It all seems to be a simple case of rape and murder when Ah Ying (Joey
Wong) is found unconscious and her husband Feng Yu Yu tied up and stabbed
to death, and the only witness, Xiao Jie (Anthony Wong Yiu-Ming)
corroborates this story - which does not make the investigating judge, Ah
Ying's father no less, nor the local cop Huo (Chieh Kao) who's secretly in love
with Ah Ying, too happy, as it would suggest she's no longer pure. When Ah
Ying herself is questioned though, she claims she fended off her would-be
rapist by stabbing him in the neck with her comb, and this version of the
story rings true when soon afterwards, the key suspect in the case, Xian Yan (Sha
Li-Wen) is found with an injury caused by Ah Ying's comb in his
neck. He however admits to having tied up Feng Yu Yu and having had sex
with his wife, but he claims she offered himself to him, and he didn't
kill her husband but was chased away when stabbed by the comb by a person
unknown. Ah Ying's
father and Kuo no longer know whom to believe, and before they know it,
both Xiao Jie and Xian Yan are killed (by Ah Ying, but neither dad nor
lover know that yet), and to finally solve the case, the judge turns to a
spiritualist - who has to admit to being a fraud, but nevertheless the
spirits of the dead show up and tell an even worse version of what has
happened than previously envisioned: Actually, Ah Ying has not only
offered herself to Xian Yan but also to Xiao Jie (who had actually stabbed
Xian Yan with Ah Ying's comb), and it was Ah Ying herself who killed her husband, because he
could never show her the love these two rapists showed to her. Overcome
by shame, her father the judge wants to punish and humiliate her, just
like he did with her mother after she had cheated on him ... but the last
joke is on him, because it now turns out Ah Ying is no longer among the
living but already a demon, stabbed during her rape (or rather non-rape)
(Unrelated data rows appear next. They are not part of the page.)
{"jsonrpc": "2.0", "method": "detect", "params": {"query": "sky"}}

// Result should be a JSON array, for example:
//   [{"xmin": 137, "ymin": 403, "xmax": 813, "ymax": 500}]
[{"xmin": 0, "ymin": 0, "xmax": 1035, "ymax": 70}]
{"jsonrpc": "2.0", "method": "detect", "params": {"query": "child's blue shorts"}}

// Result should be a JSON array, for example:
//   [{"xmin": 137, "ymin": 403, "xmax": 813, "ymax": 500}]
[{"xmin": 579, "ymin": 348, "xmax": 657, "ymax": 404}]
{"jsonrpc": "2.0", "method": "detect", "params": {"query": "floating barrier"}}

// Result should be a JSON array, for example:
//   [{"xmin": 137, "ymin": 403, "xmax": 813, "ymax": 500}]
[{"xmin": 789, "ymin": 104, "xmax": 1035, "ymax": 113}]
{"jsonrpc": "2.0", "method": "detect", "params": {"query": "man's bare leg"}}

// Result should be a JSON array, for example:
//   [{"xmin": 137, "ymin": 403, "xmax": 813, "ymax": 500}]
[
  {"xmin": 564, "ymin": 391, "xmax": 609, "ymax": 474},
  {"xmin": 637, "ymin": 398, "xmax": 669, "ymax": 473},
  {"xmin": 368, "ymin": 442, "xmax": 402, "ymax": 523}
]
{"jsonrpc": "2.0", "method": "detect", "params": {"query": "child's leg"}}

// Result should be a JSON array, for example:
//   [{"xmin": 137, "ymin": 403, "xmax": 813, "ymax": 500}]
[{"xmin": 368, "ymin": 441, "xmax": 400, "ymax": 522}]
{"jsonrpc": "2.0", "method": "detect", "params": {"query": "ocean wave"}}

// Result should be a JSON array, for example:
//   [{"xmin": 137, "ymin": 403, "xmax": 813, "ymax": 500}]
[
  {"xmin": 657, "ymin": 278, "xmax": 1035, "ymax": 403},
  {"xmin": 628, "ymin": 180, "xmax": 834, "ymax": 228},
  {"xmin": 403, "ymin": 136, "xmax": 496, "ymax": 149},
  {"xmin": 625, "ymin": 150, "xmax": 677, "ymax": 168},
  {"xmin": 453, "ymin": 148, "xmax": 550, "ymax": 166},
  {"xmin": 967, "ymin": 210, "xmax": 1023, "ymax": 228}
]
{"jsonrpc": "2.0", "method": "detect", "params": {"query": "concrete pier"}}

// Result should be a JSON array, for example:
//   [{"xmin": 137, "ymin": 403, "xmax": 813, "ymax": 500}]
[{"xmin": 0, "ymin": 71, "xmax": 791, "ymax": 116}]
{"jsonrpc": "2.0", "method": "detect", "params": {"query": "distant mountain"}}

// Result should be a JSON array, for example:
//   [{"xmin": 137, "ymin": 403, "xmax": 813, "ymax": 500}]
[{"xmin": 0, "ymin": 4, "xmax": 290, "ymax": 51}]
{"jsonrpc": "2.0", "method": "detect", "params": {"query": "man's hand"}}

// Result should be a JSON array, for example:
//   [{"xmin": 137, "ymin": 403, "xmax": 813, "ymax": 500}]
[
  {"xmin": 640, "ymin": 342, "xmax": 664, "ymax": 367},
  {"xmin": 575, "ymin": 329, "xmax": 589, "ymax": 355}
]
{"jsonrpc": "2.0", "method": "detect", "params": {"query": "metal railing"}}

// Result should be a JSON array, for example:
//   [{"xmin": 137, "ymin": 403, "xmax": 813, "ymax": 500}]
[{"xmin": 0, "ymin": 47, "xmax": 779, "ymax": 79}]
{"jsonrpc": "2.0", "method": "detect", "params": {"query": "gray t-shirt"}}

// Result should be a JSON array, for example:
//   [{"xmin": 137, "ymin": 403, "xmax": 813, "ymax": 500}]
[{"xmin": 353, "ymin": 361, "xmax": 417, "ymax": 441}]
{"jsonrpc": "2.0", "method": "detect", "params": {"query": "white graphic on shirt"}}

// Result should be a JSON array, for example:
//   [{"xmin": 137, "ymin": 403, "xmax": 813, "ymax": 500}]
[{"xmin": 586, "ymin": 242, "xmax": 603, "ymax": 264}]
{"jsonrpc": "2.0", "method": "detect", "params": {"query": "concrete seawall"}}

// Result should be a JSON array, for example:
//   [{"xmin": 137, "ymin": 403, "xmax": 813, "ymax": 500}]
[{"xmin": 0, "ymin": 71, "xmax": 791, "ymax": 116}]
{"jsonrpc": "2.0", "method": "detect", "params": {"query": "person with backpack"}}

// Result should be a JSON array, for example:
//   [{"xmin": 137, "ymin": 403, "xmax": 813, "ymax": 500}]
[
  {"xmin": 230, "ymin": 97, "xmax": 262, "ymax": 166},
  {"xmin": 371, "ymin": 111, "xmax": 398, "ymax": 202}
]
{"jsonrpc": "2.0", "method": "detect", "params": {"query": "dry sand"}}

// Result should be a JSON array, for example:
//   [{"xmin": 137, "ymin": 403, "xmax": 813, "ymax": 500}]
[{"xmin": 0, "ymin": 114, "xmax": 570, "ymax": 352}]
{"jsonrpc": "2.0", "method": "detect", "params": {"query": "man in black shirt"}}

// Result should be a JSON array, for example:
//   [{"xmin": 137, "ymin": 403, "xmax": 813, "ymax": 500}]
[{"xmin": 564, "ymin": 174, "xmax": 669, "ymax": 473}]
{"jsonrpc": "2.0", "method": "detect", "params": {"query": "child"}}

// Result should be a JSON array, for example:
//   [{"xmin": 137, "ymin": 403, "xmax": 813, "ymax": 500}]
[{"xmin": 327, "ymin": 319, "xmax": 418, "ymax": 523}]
by accident, but she has come back to the world of the living to make her
father repent for what he had done to her mother. An almost other-worldly movie: Done in the
tradition of costume dramas of decades ago, relying heavily on stylized
tableaus, fixed camera setups, mask-like heavy makeup, very basic special
effects, a deliberately slow
pace and intentionally stagey sequences, this film however tells a
decidedly fresh, original story with many an intereting twist and turn,
and not for a minute it seems as old-fashioned as the almost antiquated
directorial techniques would suggest, rather like something that stands
completely on its own without anything really comparable to it. Recommended.